Optimisation and analysis of polymerase chain reaction based DNA sequencing for genotyping polyoma virus in renal transplant patients: a report from South India.

PURPOSE

To optimise a polymerase chain reaction (PCR) based DNA sequencing technique for genotyping polyoma virus in clinical specimens obtained from renal transplant patients.

MATERIALS AND METHODS

A hundred and thirty (106 peripheral blood and 24 urine) clinical specimens collected from renal transplant patients were included in the study for detecting the presence of  DNA of BK virus (BKV), JC virus (JCV) by PCR targeting the viral protein 1 (VP1) gene.

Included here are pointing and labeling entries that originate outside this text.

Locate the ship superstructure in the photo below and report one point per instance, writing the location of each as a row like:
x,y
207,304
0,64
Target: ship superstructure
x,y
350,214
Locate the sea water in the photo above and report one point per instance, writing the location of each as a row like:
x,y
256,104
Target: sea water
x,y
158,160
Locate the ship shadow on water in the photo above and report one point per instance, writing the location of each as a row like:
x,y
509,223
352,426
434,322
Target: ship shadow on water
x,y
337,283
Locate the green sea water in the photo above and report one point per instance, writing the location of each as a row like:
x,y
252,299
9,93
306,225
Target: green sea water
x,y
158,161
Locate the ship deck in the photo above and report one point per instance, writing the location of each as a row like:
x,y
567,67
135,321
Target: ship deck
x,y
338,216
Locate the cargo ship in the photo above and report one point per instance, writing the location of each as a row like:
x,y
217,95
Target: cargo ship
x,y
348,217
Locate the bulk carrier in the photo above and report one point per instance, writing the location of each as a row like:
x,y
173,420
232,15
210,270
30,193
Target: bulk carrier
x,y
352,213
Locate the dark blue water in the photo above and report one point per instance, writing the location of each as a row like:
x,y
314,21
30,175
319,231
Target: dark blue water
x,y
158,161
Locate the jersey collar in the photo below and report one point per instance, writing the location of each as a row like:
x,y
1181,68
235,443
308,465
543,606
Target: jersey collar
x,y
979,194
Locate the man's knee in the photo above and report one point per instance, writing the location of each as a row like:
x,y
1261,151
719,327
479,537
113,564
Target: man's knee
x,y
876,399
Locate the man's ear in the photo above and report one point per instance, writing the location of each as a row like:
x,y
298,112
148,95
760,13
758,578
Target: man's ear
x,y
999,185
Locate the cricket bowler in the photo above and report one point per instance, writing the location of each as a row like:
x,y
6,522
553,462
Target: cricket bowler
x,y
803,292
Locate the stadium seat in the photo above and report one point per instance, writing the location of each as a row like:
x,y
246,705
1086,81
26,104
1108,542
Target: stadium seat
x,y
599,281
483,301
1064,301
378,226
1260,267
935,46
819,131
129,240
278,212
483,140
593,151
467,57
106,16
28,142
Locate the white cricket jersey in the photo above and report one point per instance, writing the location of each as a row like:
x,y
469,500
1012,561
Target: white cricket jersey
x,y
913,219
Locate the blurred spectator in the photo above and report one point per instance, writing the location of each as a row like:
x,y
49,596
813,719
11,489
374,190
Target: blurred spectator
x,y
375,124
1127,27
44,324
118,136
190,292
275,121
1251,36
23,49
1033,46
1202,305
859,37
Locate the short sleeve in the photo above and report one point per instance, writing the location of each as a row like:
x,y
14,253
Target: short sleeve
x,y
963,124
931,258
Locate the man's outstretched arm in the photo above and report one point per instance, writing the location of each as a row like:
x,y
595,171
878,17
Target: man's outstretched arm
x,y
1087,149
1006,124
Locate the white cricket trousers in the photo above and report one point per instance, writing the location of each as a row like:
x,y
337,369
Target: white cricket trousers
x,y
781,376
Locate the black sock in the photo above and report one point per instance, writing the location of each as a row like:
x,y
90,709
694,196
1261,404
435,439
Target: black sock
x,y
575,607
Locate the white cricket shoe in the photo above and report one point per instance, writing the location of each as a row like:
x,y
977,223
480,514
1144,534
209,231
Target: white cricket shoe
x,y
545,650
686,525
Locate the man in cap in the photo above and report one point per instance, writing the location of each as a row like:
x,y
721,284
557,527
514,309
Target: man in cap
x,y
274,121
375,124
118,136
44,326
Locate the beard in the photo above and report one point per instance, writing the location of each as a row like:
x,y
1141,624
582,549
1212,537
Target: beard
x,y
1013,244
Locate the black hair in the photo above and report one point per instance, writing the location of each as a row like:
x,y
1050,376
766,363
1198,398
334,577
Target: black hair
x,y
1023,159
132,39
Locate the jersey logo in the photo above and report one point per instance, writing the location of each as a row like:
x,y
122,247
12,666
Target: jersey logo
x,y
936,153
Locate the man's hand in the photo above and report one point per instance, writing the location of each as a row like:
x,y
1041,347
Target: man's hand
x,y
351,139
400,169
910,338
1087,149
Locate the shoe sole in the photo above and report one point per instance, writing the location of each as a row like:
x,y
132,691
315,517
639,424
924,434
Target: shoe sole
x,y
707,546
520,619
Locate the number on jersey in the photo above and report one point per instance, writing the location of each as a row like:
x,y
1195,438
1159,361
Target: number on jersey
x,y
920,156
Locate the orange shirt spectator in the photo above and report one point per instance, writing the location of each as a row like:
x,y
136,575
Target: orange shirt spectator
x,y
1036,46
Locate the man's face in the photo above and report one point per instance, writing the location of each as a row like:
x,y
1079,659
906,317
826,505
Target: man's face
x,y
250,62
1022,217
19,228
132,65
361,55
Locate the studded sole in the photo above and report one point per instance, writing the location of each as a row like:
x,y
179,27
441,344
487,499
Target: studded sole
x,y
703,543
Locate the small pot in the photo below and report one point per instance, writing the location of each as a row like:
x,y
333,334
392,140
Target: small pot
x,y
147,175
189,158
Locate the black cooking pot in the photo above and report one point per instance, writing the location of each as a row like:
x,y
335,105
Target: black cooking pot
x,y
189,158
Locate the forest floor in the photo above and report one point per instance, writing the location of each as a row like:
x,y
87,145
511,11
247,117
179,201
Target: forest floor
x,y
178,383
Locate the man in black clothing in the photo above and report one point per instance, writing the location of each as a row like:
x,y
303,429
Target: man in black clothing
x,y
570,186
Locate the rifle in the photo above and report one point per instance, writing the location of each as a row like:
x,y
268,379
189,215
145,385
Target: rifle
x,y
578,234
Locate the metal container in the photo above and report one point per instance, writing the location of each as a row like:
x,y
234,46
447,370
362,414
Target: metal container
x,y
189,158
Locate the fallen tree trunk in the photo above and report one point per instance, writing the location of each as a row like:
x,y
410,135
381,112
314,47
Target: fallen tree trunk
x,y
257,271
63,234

PCR based DNA sequencing was performed to determine the genotypes of polyoma virus and subjected to bioinformatics analysis to determine the amino acid sequences and screen for mutations in the VP1 gene.

RESULTS

Polyoma virus was detected in 23 (17.69%) specimens of which 19 (82.60%) were positive for BK virus, 3 (13.04%) for JC virus and 1 for both BK and JC virus. PCR based DNA sequencing detected BK virus genotype I in 12 (50%), genotype IV in 8 (33.3%) and JC virus in 4 (16.6%) clinical specimens. BKV genotype I was the predominant genotype (64.2% in peripheral blood and 33.33% in urine) prevalent in south India. Six novel mutations were found--at position 29, 30 to 47 of BKV genotype I; at position 11 and 15 of BKV genotype IV and at position 2 and 30 of JCV.

CONCLUSION

BKV genotype I is the prominent genotype in India and novel mutations detected in the VP1 gene of BKV and JCV are being reported for the first time in literature.